It seems a shame to even ask members of Sandusky's Handol Korean Methodist Church if they're worried about any backlash against their community because the gunman who took 32 lives before killing himself at Virginia Tech was a South Korean.
It's even more a shame the answer, at least for some, is apparently yes, a little.
We'd have hoped we, as Americans, were beyond that, even after the Sept. 11, 2001, terrorist attacks brought some prejudice against Muslims in America to the surface.
We should be heartened by the fact the prejudice against Muslims, vocal and venomous as it was, was the minority opinion, and in most cases drowned out by messages of brotherhood and togetherness as quickly as it surfaced.
And this question has to be asked: Had the shooter been white, would we have been going to this or that Lutheran or Catholic or whatever church and asking, are you worried about backlash?
Of course not. This society doesn't lump "all" whites together the way we still, subconsciously, lump "all" members of this or that minority group together wheneveR one individual from that group does something wrong.

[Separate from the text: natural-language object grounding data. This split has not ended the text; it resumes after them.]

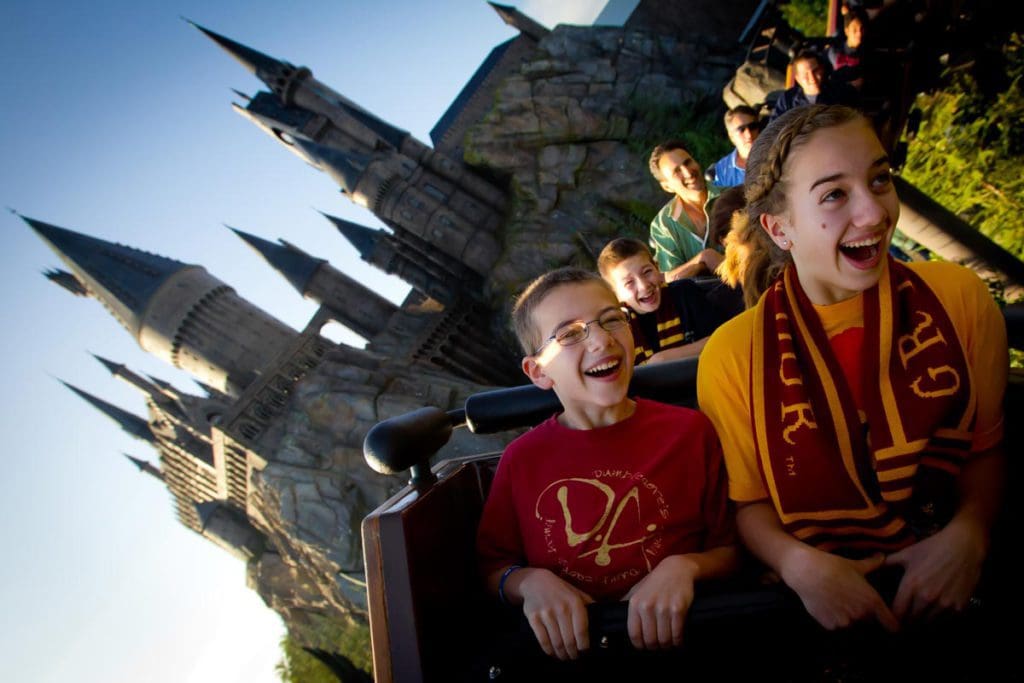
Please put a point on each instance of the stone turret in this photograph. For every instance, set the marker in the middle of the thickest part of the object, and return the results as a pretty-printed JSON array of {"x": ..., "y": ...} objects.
[
  {"x": 401, "y": 195},
  {"x": 352, "y": 304},
  {"x": 145, "y": 466},
  {"x": 424, "y": 267},
  {"x": 341, "y": 123},
  {"x": 178, "y": 312},
  {"x": 230, "y": 529},
  {"x": 519, "y": 22}
]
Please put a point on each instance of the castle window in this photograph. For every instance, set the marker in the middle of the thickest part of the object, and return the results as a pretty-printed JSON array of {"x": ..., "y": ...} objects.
[{"x": 434, "y": 191}]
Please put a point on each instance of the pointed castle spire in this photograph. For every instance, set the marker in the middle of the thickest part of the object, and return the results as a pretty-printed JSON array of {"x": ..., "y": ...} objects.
[
  {"x": 120, "y": 371},
  {"x": 255, "y": 62},
  {"x": 353, "y": 304},
  {"x": 123, "y": 279},
  {"x": 296, "y": 265},
  {"x": 67, "y": 281},
  {"x": 520, "y": 22},
  {"x": 132, "y": 424},
  {"x": 178, "y": 312},
  {"x": 145, "y": 466},
  {"x": 364, "y": 239},
  {"x": 345, "y": 168}
]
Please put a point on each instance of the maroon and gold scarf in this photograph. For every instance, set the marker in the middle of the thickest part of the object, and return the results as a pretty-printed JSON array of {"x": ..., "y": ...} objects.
[
  {"x": 670, "y": 329},
  {"x": 834, "y": 485}
]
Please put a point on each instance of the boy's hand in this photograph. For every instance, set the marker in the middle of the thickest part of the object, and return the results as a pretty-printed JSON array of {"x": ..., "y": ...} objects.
[
  {"x": 834, "y": 589},
  {"x": 658, "y": 603},
  {"x": 940, "y": 572},
  {"x": 556, "y": 612}
]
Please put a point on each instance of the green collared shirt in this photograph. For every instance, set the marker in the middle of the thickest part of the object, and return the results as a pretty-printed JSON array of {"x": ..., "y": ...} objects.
[{"x": 673, "y": 241}]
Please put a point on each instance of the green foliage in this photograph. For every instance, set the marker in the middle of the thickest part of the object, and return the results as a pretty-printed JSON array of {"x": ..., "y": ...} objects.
[
  {"x": 697, "y": 123},
  {"x": 297, "y": 666},
  {"x": 969, "y": 152},
  {"x": 808, "y": 16},
  {"x": 351, "y": 640}
]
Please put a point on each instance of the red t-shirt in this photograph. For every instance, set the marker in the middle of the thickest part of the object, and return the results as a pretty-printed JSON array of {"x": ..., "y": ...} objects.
[{"x": 602, "y": 507}]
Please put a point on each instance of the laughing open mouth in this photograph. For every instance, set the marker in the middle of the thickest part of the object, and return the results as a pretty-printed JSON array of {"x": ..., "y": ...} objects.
[
  {"x": 861, "y": 250},
  {"x": 603, "y": 370}
]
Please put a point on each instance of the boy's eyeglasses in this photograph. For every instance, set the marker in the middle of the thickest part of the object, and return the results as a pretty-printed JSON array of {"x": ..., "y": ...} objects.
[{"x": 577, "y": 331}]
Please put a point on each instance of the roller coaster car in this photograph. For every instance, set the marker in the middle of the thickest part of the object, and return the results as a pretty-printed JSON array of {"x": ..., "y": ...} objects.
[{"x": 429, "y": 615}]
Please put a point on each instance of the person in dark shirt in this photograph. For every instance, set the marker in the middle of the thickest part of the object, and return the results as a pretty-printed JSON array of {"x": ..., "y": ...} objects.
[
  {"x": 669, "y": 321},
  {"x": 813, "y": 86}
]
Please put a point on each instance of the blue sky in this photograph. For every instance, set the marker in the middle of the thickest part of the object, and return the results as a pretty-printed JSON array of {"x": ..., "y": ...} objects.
[{"x": 116, "y": 122}]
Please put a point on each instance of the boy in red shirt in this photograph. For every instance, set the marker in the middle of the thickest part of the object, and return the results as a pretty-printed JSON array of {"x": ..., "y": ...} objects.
[{"x": 612, "y": 499}]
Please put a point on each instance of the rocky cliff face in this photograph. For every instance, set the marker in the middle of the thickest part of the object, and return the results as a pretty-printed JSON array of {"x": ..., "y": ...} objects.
[
  {"x": 564, "y": 131},
  {"x": 314, "y": 492},
  {"x": 570, "y": 130}
]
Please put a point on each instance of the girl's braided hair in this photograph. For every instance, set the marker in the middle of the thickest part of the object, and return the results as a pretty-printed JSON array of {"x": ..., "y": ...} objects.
[{"x": 752, "y": 258}]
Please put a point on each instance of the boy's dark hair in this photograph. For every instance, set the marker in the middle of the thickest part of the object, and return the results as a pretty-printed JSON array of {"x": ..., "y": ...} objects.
[
  {"x": 660, "y": 151},
  {"x": 855, "y": 14},
  {"x": 617, "y": 251},
  {"x": 536, "y": 292},
  {"x": 738, "y": 110},
  {"x": 807, "y": 54},
  {"x": 720, "y": 220}
]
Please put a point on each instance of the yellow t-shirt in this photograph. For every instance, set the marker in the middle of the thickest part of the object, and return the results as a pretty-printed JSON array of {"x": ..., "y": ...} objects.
[{"x": 723, "y": 376}]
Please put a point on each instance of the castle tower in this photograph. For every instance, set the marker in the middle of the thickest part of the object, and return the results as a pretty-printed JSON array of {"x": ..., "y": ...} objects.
[
  {"x": 406, "y": 198},
  {"x": 176, "y": 311},
  {"x": 130, "y": 423},
  {"x": 519, "y": 22},
  {"x": 229, "y": 529},
  {"x": 340, "y": 123},
  {"x": 424, "y": 267},
  {"x": 352, "y": 304},
  {"x": 145, "y": 466}
]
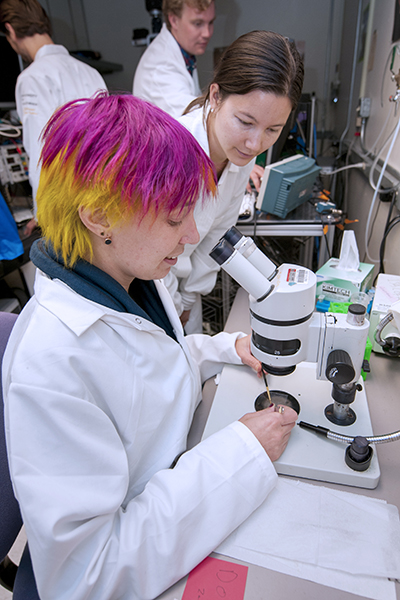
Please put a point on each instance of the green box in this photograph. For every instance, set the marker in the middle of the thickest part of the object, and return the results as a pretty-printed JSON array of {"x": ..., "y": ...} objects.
[{"x": 338, "y": 285}]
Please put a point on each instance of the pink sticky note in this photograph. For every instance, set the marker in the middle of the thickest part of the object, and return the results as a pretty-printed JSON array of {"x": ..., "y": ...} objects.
[{"x": 215, "y": 579}]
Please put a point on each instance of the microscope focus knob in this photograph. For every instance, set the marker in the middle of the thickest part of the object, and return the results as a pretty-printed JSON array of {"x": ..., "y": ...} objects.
[{"x": 339, "y": 367}]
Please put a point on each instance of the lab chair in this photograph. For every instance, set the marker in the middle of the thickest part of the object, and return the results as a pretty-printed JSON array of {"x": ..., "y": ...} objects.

It's wrong to do that, and more of us need to pry that particular little worm out of our subconsciousnesses.
There was a story going around after former boxing great Muhammad Ali visited the World Trade Center ruins. Supposedly, he was asked how he felt about the perpetrators of the attack sharing his Muslim faith. Ali is supposed to have responded, pleasantly, "How do you feel about Hitler sharing yours?"
Turns out that exchange never took place, and Hitler's Christianity is itself in doubt, but the myth is useful as a cautionary tale: Collective guilt is not a thing to be assigned, or assumed, lightly.